Students, Doctors and Attorneys Top Speeding, Accident List

January 21, 2004

A recent study analyzing the driving records of more than 1 million Americans revealed students had far and away the most reported traffic accidents and speeding citations of any occupation. According to the Insurance Council of Texas, medical doctors, attorneys, architects and real estate brokers were right behind students as most likely to be involved in a traffic accident.

The study was conducted by the Quality Planning Corporation, which assists insurers with statistical analysis in rating drivers for auto insurance. The data was obtained from the driving records of policyholders in every state over a 22-month period in 2001 and 2002.

Richard Mayer, chairman of the board of directors of the Insurance Council of Texas and an executive with the Republic Insurance Group in Dallas, said the study has its surprises.

“Insurers have known for years that students or drivers aged 16 to 21, experience the worst driving records of any age group,” Mayer said. “What was surprising was the fact that medical doctors were ranked number two on the list of drivers most likely to have a traffic mishap.”

Dr. Daniel Finnegan, president of the Quality Planning Corporation, said the work habits of medical doctors most likely has an affect on their driving performance. “Physicians are known for working long hours and we believe that fatigue plays a major role in their accident records,” Finnegan said.

Finnegan said the results of other occupations high on the list could have been expected. “Attorneys typically demonstrate aggressive behavior, architects may pay more attention to buildings and landscapes than roadways and real estate brokers spend much of their work day on the road,” Finnegan said.

The professions least likely to have accidents according to the study were farmers, firemen, pilots and politicians.

“I’m somewhat skeptical of our data on politicians, but farmers usually travel on less-traveled roadways, while pilots and firemen tend to use caution and pay more attention behind the wheel than others,” Finnegan said.
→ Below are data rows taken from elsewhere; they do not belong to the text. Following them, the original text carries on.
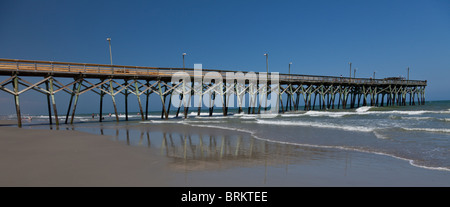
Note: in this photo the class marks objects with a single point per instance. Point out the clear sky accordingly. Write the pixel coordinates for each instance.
(320, 37)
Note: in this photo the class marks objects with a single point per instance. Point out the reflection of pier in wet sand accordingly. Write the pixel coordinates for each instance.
(189, 148)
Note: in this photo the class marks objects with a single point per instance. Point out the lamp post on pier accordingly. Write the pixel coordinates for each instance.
(110, 52)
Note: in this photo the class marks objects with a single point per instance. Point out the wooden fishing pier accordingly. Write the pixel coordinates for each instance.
(329, 92)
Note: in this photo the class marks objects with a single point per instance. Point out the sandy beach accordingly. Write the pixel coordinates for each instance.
(42, 157)
(70, 158)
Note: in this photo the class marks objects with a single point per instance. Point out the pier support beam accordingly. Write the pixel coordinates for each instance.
(111, 90)
(77, 93)
(16, 100)
(52, 95)
(139, 100)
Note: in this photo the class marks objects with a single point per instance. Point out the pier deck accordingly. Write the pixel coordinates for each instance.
(114, 79)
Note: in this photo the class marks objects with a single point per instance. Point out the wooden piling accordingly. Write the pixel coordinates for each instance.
(16, 100)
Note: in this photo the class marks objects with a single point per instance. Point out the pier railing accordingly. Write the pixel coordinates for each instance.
(11, 65)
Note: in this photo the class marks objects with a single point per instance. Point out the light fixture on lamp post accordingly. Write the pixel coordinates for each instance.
(184, 54)
(110, 52)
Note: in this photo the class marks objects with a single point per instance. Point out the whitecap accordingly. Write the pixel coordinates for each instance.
(427, 130)
(363, 109)
(318, 125)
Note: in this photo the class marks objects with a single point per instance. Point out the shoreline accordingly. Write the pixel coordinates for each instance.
(103, 160)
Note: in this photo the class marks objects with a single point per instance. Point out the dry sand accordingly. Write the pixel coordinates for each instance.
(71, 158)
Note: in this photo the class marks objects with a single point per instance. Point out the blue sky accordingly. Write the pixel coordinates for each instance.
(319, 37)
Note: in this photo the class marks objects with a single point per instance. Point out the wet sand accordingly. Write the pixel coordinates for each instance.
(173, 155)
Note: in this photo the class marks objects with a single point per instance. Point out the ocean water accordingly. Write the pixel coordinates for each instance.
(419, 135)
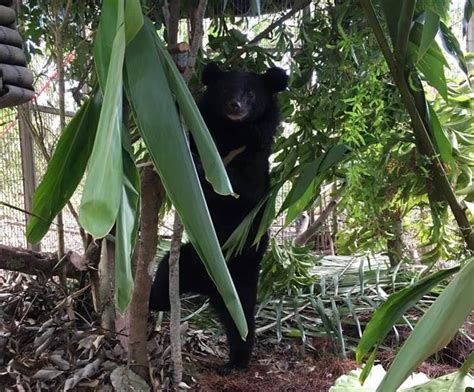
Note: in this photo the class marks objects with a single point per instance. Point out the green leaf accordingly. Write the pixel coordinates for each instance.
(436, 328)
(210, 158)
(442, 142)
(104, 39)
(392, 310)
(309, 171)
(66, 168)
(103, 187)
(155, 113)
(451, 44)
(133, 18)
(440, 7)
(454, 382)
(430, 29)
(127, 227)
(468, 6)
(303, 202)
(432, 68)
(392, 10)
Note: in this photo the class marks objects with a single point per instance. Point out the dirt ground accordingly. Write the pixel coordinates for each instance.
(50, 344)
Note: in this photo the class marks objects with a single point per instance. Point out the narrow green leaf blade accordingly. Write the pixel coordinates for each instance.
(432, 68)
(126, 227)
(442, 142)
(430, 29)
(66, 168)
(210, 158)
(103, 187)
(133, 18)
(156, 115)
(451, 44)
(392, 310)
(104, 40)
(435, 329)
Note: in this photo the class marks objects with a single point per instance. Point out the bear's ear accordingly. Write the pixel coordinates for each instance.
(276, 79)
(211, 73)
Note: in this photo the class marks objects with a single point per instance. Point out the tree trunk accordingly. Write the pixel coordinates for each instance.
(152, 196)
(175, 303)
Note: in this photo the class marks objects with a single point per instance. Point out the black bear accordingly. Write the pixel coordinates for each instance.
(240, 109)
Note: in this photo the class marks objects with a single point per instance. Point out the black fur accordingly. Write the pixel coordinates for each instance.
(240, 109)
The top five occupations cited for speeding violations were students, enlisted military, manual laborers, politicians and architects. The least ticketed occupations were homemakers, librarians and law enforcement.

Dr. Finnegan said put your self in the shoes of an officer who issues speeding citations. “If they were traveling the same speed, who would most likely receive a speeding ticket, the young man in the sports car or the middle-aged woman in her station wagon?” Finnegan said.